'The Case for Gold,' by Ron Paul Some notes
by Sam Selikoff March 24, 2012
There was heavy suspension of payments in the 19th century, so even though there wasn’t a central bank, there was lots of inflation via the FRB system.
“Brokers” emerged whose business was solely to get notes from one bank and bring them to another bank, forcing payment in specie. This kept banks somewhat honest, until the federal gov outlawed brokers.
Wild Cat banks were banks that had offices located in the back country, making it difficult for people to find them in order to redeem their notes in specie.
The Suffolk bank was a “private central bank” which regulated specie redemption in Boston before the Civil War.
1933 Roosevelt took US off the gold standard. Banks were already closing. Britain had already gone off, as well as France and Germany. Roosevelt confiscated all private gold bullion & money. Said it would be temporary. The Gold Bloc - the remaining countries that were still on the Gold standard - held a conference and pleaded with Roosevelt to go back to gold. Roosevelt rejected their proposals, saying the US was seeking “a kind of dollar which a generation hence will have the same purchasing and debt-paying power as the dollar value we hope to maintain in the near future.” 7 months later, the dollar devalued by 40.9%!

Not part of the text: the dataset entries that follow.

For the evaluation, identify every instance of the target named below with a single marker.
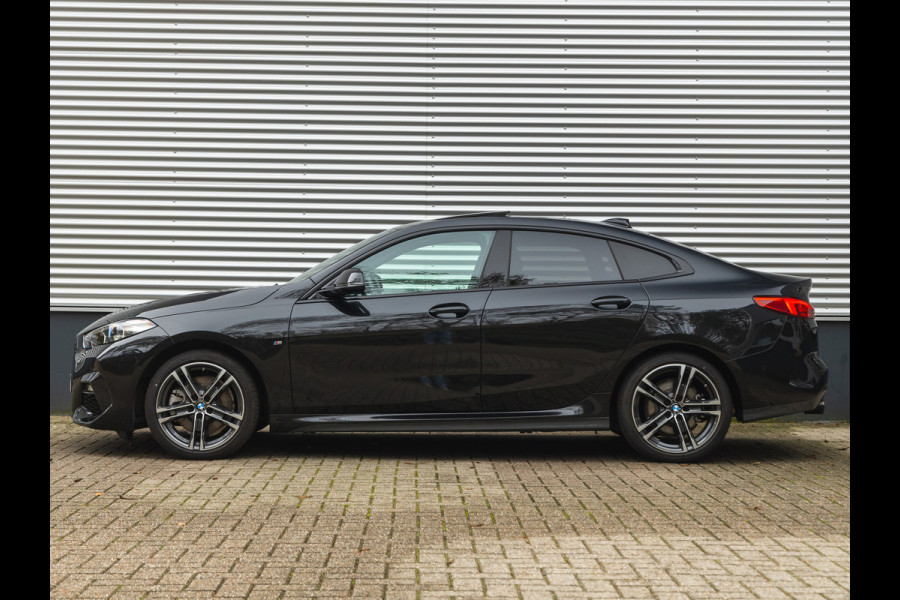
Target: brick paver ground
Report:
(569, 515)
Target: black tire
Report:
(674, 407)
(202, 404)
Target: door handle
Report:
(611, 302)
(449, 311)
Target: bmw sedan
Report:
(480, 322)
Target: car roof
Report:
(616, 228)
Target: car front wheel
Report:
(202, 404)
(674, 407)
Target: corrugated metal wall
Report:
(199, 145)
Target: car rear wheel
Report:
(202, 404)
(674, 407)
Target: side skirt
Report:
(572, 418)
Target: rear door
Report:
(558, 326)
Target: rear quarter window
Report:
(638, 263)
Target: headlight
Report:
(113, 332)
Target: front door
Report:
(409, 344)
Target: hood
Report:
(232, 298)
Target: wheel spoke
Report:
(684, 383)
(684, 432)
(177, 411)
(700, 407)
(656, 421)
(218, 385)
(224, 416)
(186, 382)
(649, 389)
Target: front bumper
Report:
(106, 381)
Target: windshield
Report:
(328, 262)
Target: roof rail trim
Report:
(618, 222)
(483, 214)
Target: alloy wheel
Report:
(200, 406)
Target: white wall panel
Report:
(198, 145)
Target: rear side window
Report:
(637, 263)
(539, 258)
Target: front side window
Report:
(430, 263)
(539, 258)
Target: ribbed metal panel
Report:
(201, 145)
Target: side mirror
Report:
(350, 281)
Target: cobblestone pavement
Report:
(569, 515)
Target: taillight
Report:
(791, 306)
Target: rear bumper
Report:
(787, 378)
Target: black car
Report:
(478, 323)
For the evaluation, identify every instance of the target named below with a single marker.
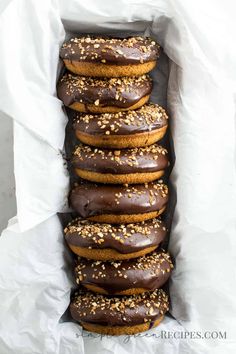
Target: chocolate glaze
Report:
(89, 199)
(120, 92)
(149, 272)
(137, 160)
(114, 51)
(145, 119)
(119, 311)
(122, 238)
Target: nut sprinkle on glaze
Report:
(127, 277)
(146, 118)
(116, 51)
(119, 311)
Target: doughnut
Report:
(119, 315)
(100, 241)
(137, 165)
(87, 94)
(137, 128)
(119, 203)
(127, 277)
(110, 57)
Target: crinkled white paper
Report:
(35, 272)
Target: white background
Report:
(7, 181)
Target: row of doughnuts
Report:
(118, 196)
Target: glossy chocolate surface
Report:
(112, 51)
(89, 199)
(148, 272)
(121, 238)
(119, 311)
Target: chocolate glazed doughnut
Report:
(119, 203)
(87, 94)
(110, 57)
(137, 128)
(114, 242)
(137, 165)
(119, 315)
(127, 277)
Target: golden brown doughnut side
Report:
(120, 330)
(126, 218)
(130, 178)
(122, 141)
(106, 70)
(108, 254)
(81, 107)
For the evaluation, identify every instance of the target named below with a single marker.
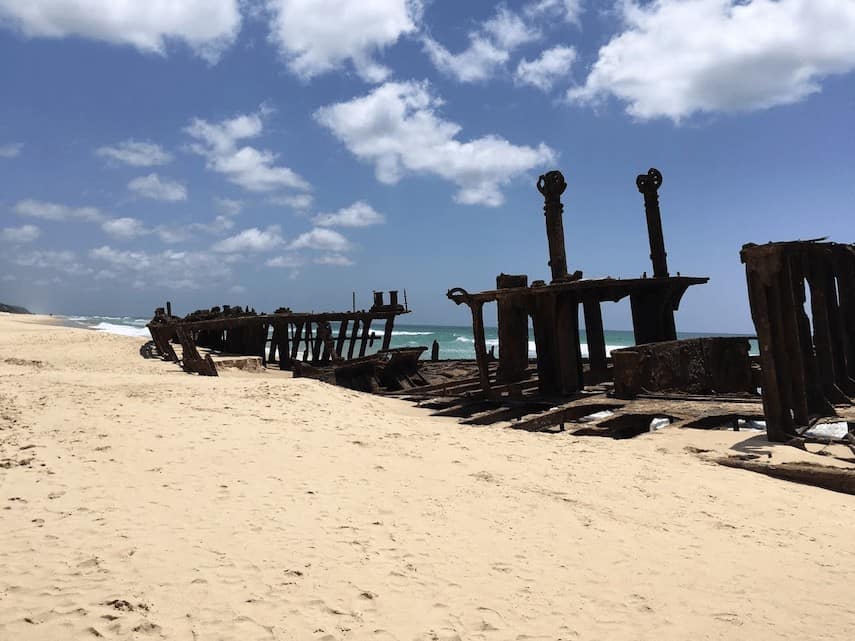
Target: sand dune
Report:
(138, 502)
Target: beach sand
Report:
(140, 502)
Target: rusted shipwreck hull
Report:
(283, 337)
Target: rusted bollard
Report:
(648, 184)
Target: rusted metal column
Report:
(387, 331)
(551, 185)
(295, 345)
(648, 184)
(596, 340)
(513, 329)
(459, 295)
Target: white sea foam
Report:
(397, 333)
(121, 330)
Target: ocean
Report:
(454, 341)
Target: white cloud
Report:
(208, 27)
(318, 36)
(135, 153)
(63, 261)
(228, 206)
(22, 234)
(322, 239)
(172, 269)
(152, 186)
(569, 10)
(251, 240)
(542, 72)
(489, 47)
(124, 228)
(338, 260)
(11, 150)
(299, 202)
(396, 127)
(57, 212)
(679, 57)
(251, 168)
(289, 261)
(359, 214)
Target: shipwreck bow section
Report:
(554, 307)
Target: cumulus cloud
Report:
(246, 166)
(288, 261)
(228, 206)
(397, 127)
(135, 153)
(543, 71)
(675, 58)
(208, 27)
(64, 261)
(322, 239)
(11, 150)
(251, 240)
(171, 269)
(359, 214)
(56, 212)
(20, 235)
(337, 260)
(124, 228)
(317, 36)
(156, 188)
(489, 47)
(569, 10)
(299, 202)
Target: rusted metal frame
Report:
(838, 336)
(845, 271)
(366, 333)
(807, 373)
(512, 314)
(652, 316)
(298, 337)
(596, 341)
(545, 339)
(342, 337)
(824, 311)
(317, 344)
(477, 309)
(764, 312)
(795, 329)
(551, 185)
(353, 337)
(567, 339)
(308, 340)
(648, 184)
(387, 332)
(607, 288)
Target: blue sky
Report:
(288, 152)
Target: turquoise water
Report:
(454, 341)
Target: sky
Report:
(290, 152)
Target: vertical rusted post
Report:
(353, 334)
(513, 329)
(648, 184)
(387, 331)
(366, 332)
(477, 308)
(295, 347)
(595, 338)
(551, 185)
(342, 336)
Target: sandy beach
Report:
(142, 502)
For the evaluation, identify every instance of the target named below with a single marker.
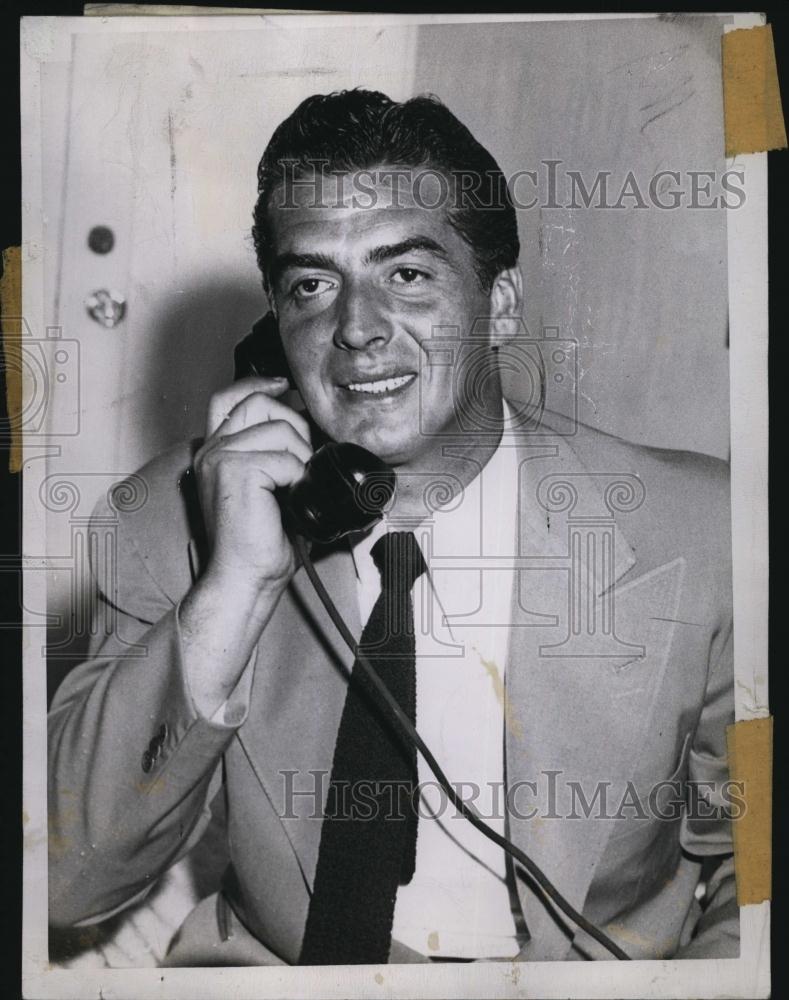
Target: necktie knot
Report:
(399, 560)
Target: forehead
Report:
(360, 208)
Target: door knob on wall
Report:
(106, 307)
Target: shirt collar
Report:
(460, 521)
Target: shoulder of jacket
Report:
(155, 513)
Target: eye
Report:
(310, 288)
(409, 276)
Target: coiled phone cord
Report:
(466, 810)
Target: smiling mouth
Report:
(380, 387)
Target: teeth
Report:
(383, 385)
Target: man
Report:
(567, 606)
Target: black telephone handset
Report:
(345, 488)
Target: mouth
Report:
(383, 386)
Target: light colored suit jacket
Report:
(619, 677)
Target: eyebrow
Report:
(282, 262)
(379, 254)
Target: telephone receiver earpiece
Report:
(345, 488)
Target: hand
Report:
(254, 444)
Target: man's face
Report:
(358, 293)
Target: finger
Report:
(259, 408)
(276, 435)
(222, 403)
(279, 468)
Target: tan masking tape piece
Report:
(750, 747)
(180, 10)
(752, 110)
(10, 311)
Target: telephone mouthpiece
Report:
(345, 488)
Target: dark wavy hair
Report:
(360, 129)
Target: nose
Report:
(361, 324)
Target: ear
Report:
(506, 306)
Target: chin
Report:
(394, 449)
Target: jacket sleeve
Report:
(717, 931)
(132, 766)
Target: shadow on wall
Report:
(189, 356)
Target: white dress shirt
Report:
(458, 903)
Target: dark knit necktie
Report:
(368, 837)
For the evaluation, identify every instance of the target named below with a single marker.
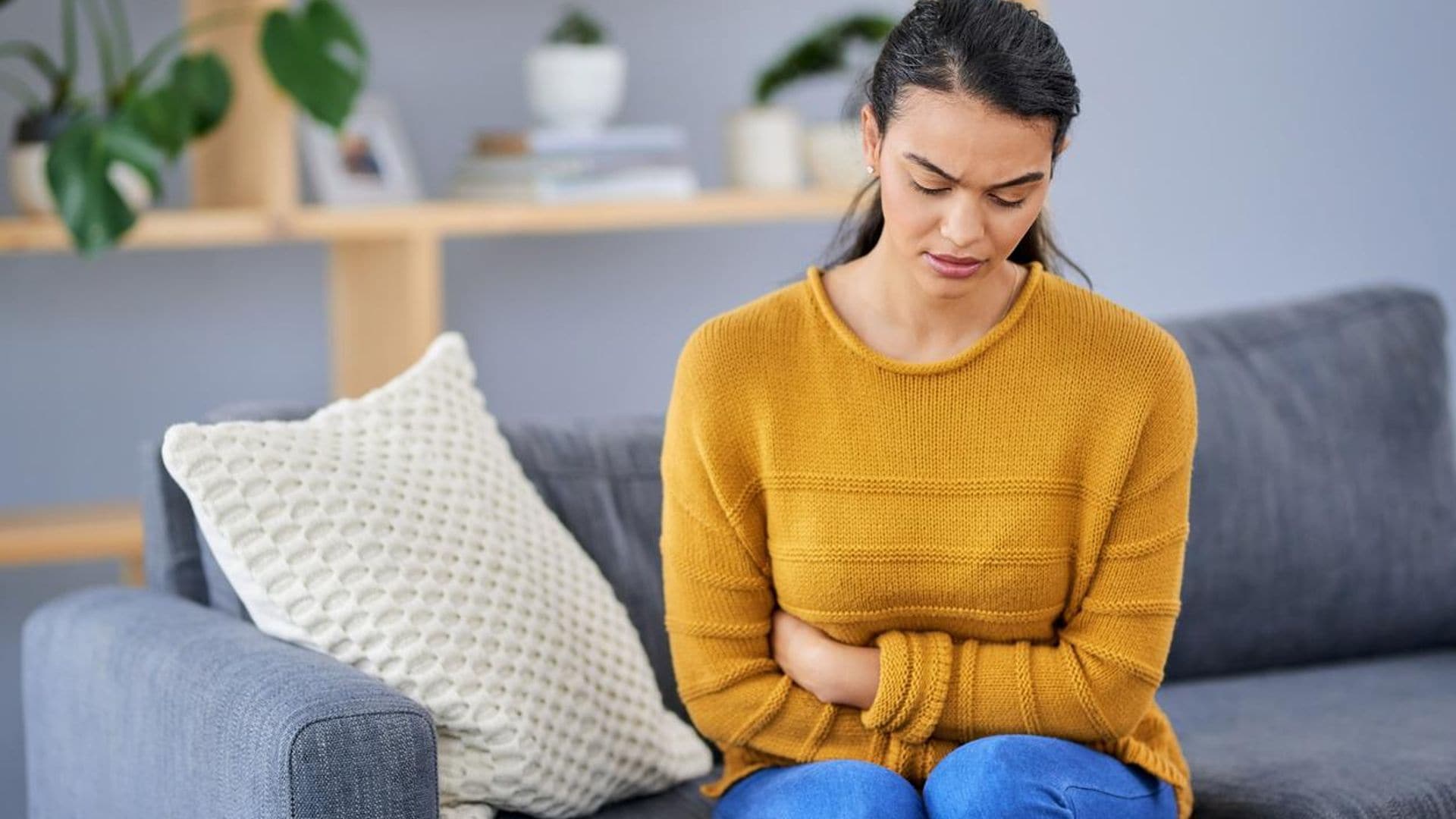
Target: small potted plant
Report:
(46, 118)
(767, 143)
(576, 79)
(96, 162)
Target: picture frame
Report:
(369, 162)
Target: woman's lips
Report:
(946, 265)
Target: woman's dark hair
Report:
(996, 52)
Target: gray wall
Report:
(1228, 153)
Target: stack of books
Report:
(574, 165)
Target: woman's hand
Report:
(826, 668)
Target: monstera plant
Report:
(143, 120)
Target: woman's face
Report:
(962, 153)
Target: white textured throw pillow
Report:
(398, 534)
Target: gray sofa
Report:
(1312, 670)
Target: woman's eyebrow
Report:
(930, 167)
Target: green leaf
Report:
(76, 168)
(820, 53)
(318, 57)
(190, 104)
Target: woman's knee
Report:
(1022, 776)
(852, 789)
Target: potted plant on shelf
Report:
(769, 146)
(96, 162)
(576, 79)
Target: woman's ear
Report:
(870, 136)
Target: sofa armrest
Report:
(143, 704)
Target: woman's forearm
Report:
(854, 675)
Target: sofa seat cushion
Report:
(680, 802)
(1370, 736)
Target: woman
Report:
(924, 516)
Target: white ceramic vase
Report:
(764, 146)
(576, 86)
(835, 155)
(33, 193)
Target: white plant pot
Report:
(764, 148)
(835, 155)
(576, 86)
(33, 193)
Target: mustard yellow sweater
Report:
(1006, 525)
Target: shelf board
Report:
(207, 228)
(107, 531)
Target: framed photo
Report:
(367, 162)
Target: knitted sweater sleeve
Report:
(717, 591)
(1100, 675)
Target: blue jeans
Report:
(1022, 776)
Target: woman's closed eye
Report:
(935, 191)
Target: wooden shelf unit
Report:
(384, 262)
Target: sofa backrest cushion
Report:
(1324, 491)
(1323, 513)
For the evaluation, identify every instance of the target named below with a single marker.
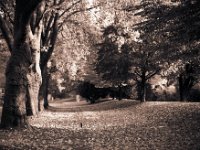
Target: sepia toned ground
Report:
(108, 125)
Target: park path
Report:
(123, 125)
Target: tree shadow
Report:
(102, 105)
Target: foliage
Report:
(113, 62)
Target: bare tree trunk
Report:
(44, 87)
(23, 75)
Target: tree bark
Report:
(23, 75)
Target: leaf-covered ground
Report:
(110, 125)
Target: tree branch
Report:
(6, 34)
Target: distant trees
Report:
(30, 29)
(176, 25)
(113, 62)
(23, 75)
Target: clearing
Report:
(109, 125)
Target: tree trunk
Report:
(44, 87)
(143, 87)
(23, 75)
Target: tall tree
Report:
(23, 75)
(177, 24)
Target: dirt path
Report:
(111, 125)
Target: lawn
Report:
(109, 125)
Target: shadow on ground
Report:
(102, 105)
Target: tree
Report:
(113, 62)
(176, 23)
(23, 75)
(35, 31)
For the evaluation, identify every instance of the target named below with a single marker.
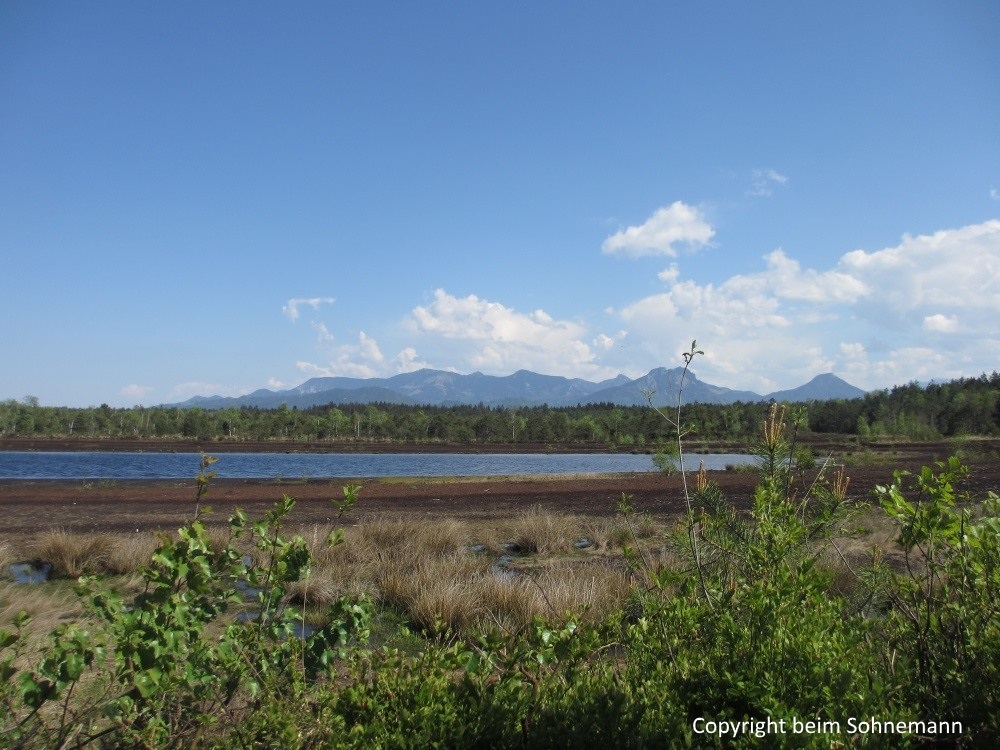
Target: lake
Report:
(101, 465)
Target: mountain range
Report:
(523, 388)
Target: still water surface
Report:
(99, 465)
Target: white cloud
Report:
(361, 360)
(764, 180)
(323, 335)
(135, 392)
(603, 341)
(945, 272)
(941, 323)
(473, 333)
(291, 308)
(408, 361)
(668, 229)
(867, 318)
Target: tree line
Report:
(966, 406)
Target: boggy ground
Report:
(29, 507)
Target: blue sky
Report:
(210, 198)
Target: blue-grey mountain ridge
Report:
(523, 388)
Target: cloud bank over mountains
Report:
(925, 308)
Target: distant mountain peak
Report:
(521, 388)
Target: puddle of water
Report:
(28, 573)
(300, 630)
(247, 591)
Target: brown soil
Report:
(29, 506)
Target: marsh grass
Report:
(6, 558)
(440, 575)
(542, 532)
(72, 554)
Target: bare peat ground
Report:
(29, 506)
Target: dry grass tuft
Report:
(6, 557)
(71, 554)
(542, 532)
(129, 552)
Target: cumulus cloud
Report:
(603, 341)
(946, 272)
(291, 308)
(941, 323)
(323, 335)
(135, 392)
(665, 232)
(763, 182)
(483, 335)
(867, 318)
(361, 360)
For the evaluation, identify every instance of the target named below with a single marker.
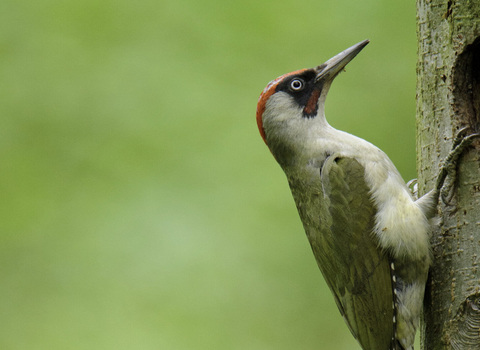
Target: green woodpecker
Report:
(368, 233)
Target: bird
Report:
(369, 233)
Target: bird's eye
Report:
(297, 84)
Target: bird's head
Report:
(291, 107)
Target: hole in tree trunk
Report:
(466, 86)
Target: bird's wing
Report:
(356, 270)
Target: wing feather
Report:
(356, 270)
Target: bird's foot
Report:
(448, 171)
(412, 186)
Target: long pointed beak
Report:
(334, 65)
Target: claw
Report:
(448, 171)
(412, 186)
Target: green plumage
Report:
(340, 232)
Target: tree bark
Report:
(448, 99)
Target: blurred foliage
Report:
(140, 208)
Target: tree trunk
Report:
(448, 99)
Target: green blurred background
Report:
(140, 208)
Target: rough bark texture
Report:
(448, 99)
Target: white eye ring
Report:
(297, 84)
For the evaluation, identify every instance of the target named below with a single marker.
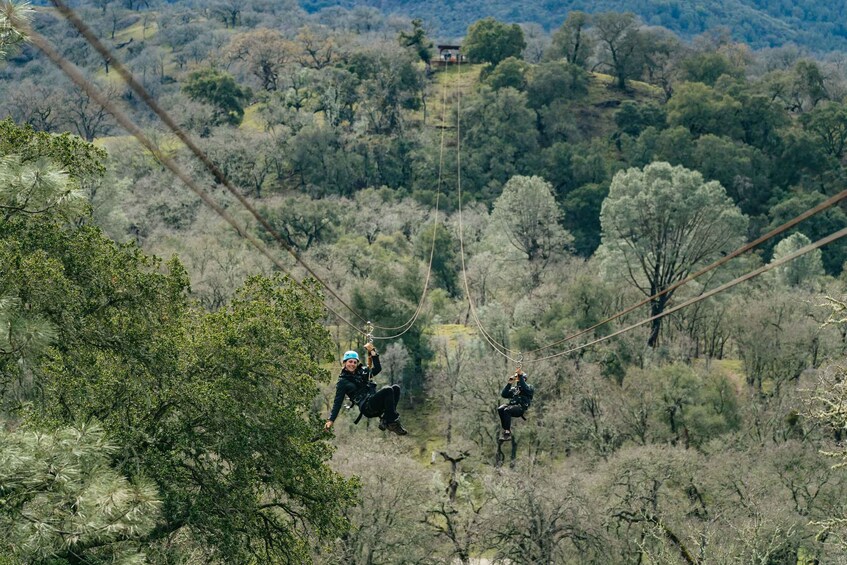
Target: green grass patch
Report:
(139, 31)
(251, 120)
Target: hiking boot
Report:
(397, 428)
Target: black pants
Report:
(383, 404)
(506, 411)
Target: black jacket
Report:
(354, 385)
(519, 393)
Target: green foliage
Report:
(632, 118)
(417, 41)
(214, 408)
(622, 45)
(510, 72)
(553, 81)
(303, 222)
(702, 110)
(436, 241)
(581, 210)
(61, 502)
(687, 406)
(572, 40)
(828, 124)
(10, 35)
(801, 271)
(661, 223)
(490, 41)
(707, 67)
(500, 139)
(527, 214)
(820, 225)
(220, 90)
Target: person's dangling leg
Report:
(384, 403)
(505, 418)
(506, 411)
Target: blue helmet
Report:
(350, 355)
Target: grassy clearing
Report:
(251, 119)
(449, 84)
(139, 31)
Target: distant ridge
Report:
(817, 26)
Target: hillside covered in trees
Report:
(165, 378)
(819, 26)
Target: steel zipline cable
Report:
(726, 286)
(518, 356)
(76, 76)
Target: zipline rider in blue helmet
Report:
(355, 382)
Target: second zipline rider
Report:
(355, 382)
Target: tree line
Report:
(181, 399)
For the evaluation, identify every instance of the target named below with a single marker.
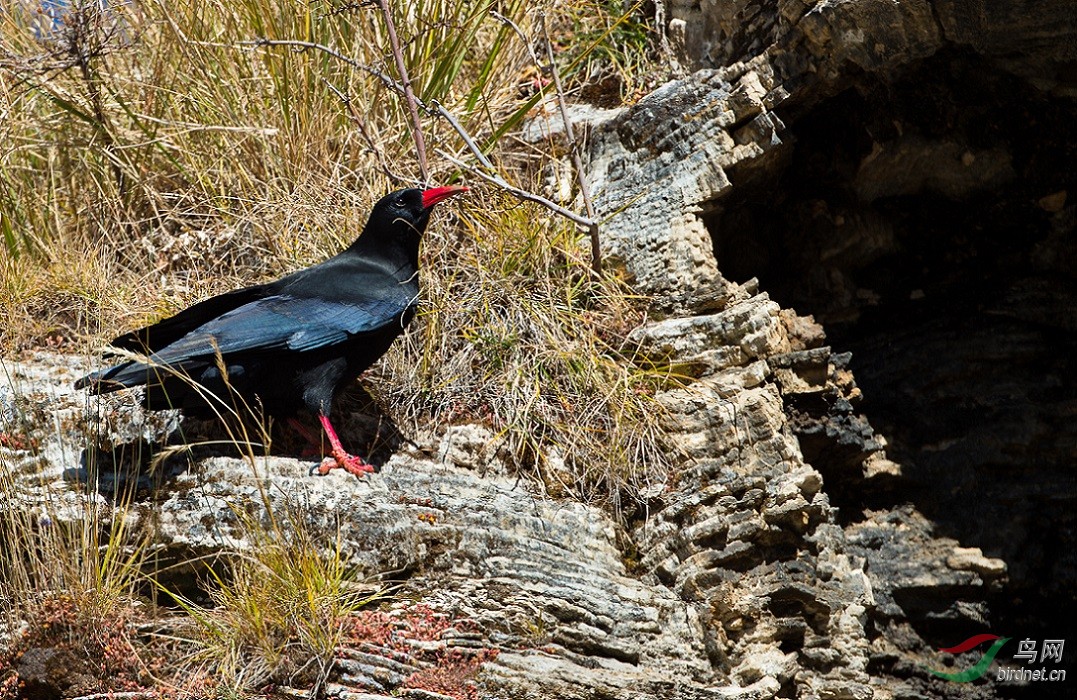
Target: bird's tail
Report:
(123, 376)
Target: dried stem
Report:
(420, 145)
(522, 194)
(435, 110)
(577, 163)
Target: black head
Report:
(400, 218)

All countries stored their gold at the Fed, due to political instability in the inter-war period. In 1944, political leaders met in Bretton Woods, NH and instituted the gold exchange. A dollar was 1/35 an ounce of gold; foreigners could exchange dollars for gold, Americans could not. Fed reassured foreigners “the dollar was as good as gold.” Of course, Fed kept inflating, and foreigners took advantage of this reassurance, redeeming their dollars for gold. Gold flowed out of the US.